In fact, very little is pissing me off, and I'm not quite sure whether that's down to nothing being there to get my goat or whether I'm just ignoring them all.
It's kind of worrying.
I tend to take a holiday every year, and the last one where I didn't was the year Sandy was dying and I wanted to devote all my attention to her. Before that can't remember. So this is the first year where we said fuckit – let's stay at home, and I'm wondering if that is the problem?
I did an epidemiological study on the matter.
I compared years where I had a holiday with levels of grumpiness and found a definite correlation. Or is it causation? This is always the problem with epidemiological studies – the two get confused.
I'm inclined to follow the causation line.
So I need a holiday to get the curmudgeonliness back!
Is common sense creeping in? Take the holiday and enjoy getting serious rust. That should help. That and abominal food, poor beer, even worse whisky, cantankerous landladies/cottage owners/hoteliers, and nowhere sensible to take the dog.

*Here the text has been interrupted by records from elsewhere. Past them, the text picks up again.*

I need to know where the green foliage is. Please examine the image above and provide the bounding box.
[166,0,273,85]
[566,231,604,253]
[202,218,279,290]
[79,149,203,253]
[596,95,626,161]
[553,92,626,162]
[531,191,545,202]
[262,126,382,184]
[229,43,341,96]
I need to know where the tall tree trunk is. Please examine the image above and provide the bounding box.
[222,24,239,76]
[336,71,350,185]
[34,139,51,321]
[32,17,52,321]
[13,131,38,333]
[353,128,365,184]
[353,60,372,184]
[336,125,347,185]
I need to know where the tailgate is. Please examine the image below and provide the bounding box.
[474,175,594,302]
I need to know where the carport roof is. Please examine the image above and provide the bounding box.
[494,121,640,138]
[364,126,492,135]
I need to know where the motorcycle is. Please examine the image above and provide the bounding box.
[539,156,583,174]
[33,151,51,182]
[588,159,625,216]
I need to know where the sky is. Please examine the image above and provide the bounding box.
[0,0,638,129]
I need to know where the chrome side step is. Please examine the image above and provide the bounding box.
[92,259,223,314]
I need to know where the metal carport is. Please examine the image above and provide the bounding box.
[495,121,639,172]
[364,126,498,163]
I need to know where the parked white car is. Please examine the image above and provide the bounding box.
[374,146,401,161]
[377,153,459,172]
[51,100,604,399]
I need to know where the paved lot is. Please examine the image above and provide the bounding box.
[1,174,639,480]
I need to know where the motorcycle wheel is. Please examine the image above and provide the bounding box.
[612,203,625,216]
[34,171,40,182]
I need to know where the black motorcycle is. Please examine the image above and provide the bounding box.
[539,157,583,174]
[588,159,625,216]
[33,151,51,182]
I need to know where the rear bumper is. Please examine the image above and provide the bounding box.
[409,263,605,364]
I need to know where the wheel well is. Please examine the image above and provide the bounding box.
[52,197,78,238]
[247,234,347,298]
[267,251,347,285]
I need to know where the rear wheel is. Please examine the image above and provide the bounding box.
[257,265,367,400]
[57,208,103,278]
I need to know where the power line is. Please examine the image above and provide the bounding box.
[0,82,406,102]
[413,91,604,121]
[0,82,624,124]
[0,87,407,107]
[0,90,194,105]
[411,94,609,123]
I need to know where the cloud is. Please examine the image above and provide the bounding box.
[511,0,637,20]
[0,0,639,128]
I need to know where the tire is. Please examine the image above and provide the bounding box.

Should do you a power of good.
But don’t forget to take the laptop and give us a running commentary on how terrible time off really can be. Enjoy!
Unfortunately for various reasons a holiday is shelved for this year. However I suppose I could take an imaginary holiday and give a running commentary on that? An imaginary expedition to climb Everest? A weeks stay in Fawlty Towers? A trip to the moon?
OK. Take an imaginary holiday, could be more fun than reality. Very sorry funds will not allow an actual time out, but welcome to the real world. My solution was to move to an holiday destination. Short walk to anywhere, and no pressure to go home afterwards. May I suggest a trip to Fawlty Towers? Could be just up your street.
If you have a relative risk of 3.0 or more then it's causation. However, if the R:R is one or below then a lack of holiday is actually beneficial, (apparently), but you must take into account the 'funding bias' also.
It's the funding bias that is the problem. I don't have any!
You could try to visit all the fish and chip shops in Leinster and then write a book about them. This odyssey might take from six months to a year. Curried chips have all the allure of the exotic Orient, so you could imagine that you are in India – or Leicester.
There aren't any. Or none that I know of. A fish & Chip shop has to serve steaming hot chips soaked in salt and vinegar and wrapped in a paper to qualify and I don't know of any around here anyway. They all use little cartons and give out little packs of salt and vinegar. Useless.
Ah the sweet scent of vinegar soaked paper in one hand a battered cod in the other……..!
You'd miss all the aggro and stress of checking the car, packing suitcases, traffic jams, delays, other people's screaming kids and 101 other grief-filled things associated with holiday mania. Holidays were created to make us appreciate more fully how sweet home is!